Mr. K dropped the box, took out the. 38, and wiped it off with the rag. He emptied the bullets onto the ground and tossed Donaldson the weapon, then reached into his breast pocket and tossed something else at him.

Wet wipes, from a fast food chicken place.

“I’d recommend getting some of that blood off before you try hitchhiking again.”

Donaldson nodded, picking a morsel of something out of his front teeth. “Next time I won’t get so much on me.”

“There’ll be a next time?”

“Yeah. Oh yeah.”

Mr. K stared at him for a moment, then lifted his toolkit. “Goodbye, Donaldson. I wish you luck on your future exploits.”

“You, too.”

Mr. K smiled. Not a hint of a smile. Or a half-smile. But a full one, like he was genuinely happy.

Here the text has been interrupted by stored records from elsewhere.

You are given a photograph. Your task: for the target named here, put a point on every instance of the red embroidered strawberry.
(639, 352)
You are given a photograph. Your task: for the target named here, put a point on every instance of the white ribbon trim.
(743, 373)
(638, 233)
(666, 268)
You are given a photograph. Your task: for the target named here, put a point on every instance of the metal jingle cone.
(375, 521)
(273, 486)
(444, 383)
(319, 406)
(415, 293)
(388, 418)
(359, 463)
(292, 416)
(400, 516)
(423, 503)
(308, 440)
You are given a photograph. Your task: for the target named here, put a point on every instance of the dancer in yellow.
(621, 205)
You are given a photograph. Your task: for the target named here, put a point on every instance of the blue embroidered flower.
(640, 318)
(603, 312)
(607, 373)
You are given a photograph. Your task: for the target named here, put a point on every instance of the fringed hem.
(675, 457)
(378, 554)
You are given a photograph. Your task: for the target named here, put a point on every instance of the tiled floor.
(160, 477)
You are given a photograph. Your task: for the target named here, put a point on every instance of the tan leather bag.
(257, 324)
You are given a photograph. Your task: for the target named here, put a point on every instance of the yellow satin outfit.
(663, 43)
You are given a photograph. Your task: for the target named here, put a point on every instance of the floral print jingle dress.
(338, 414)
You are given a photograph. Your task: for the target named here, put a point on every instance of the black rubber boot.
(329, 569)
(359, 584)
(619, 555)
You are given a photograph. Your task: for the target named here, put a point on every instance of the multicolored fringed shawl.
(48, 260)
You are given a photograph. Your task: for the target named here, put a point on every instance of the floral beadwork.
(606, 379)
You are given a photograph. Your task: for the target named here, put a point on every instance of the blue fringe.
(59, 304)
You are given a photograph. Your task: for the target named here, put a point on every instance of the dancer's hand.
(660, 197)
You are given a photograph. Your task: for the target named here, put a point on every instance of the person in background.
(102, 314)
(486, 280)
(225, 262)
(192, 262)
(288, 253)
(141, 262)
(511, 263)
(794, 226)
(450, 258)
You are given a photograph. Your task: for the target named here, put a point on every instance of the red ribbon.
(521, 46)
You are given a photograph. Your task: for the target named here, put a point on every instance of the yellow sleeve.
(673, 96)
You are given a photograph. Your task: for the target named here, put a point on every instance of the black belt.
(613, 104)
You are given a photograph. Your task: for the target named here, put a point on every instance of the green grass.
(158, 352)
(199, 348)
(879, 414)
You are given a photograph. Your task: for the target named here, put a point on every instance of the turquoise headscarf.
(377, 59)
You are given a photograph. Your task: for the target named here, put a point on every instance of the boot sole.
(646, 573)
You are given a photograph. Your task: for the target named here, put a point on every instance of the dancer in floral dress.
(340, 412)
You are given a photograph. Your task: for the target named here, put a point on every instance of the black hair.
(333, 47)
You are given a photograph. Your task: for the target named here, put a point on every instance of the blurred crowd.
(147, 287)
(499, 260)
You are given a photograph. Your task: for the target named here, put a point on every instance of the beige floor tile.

“And you be careful hitching,” Mr. K said. “Never know who’s going to pick you up.”

2

Indianapolis, 1995

Lucy sat down at one of the few empty tables on the perimeter of the hotel bar and hoped none of the waitresses would notice her. She was fifteen years old, and even wearing the makeup she’d taken from her mother’s vanity, she knew her chances of getting served a drink were remote. Worse, she was taking up real estate that legal customers willing to pay ten dollars for a mediocre glass of wine could have inhabited. And there were plenty of them about, the bar nearly full and the hotel lobby bustling with well-dressed adults older than her mom.

The convention didn’t technically begin until tomorrow morning, so none of them wore name badges. But she felt sure her eyes were passing over famous mystery writers, perhaps even people she’d read. The man she’d come to see, Andrew Z. Thomas, the convention’s guest of honor, for whom she’d stolen her mother’s car and driven six hundred miles on a learner’s permit, had yet to make his appearance. Just the thought of him being in the same building made her knees feel weak.

“Hi there.”

Lucy turned and met eyes with a waitress now standing at her table, a pretty girl, probably in college, her dirty blond hair drawn back into a ponytail.

Lucy said, “Could I just get a water, please?”

“I’m afraid you can’t sit here, sweetie.”

“Why not?”

“How old are you?”

“Twenty-two.”

The waitress laughed. “I’m twenty-three, sister. You ain’t twenty-two.”

“Please don’t make me leave. I don’t-”

“I’ll get in trouble if the manager sees you sitting in my section. I’m sorry.”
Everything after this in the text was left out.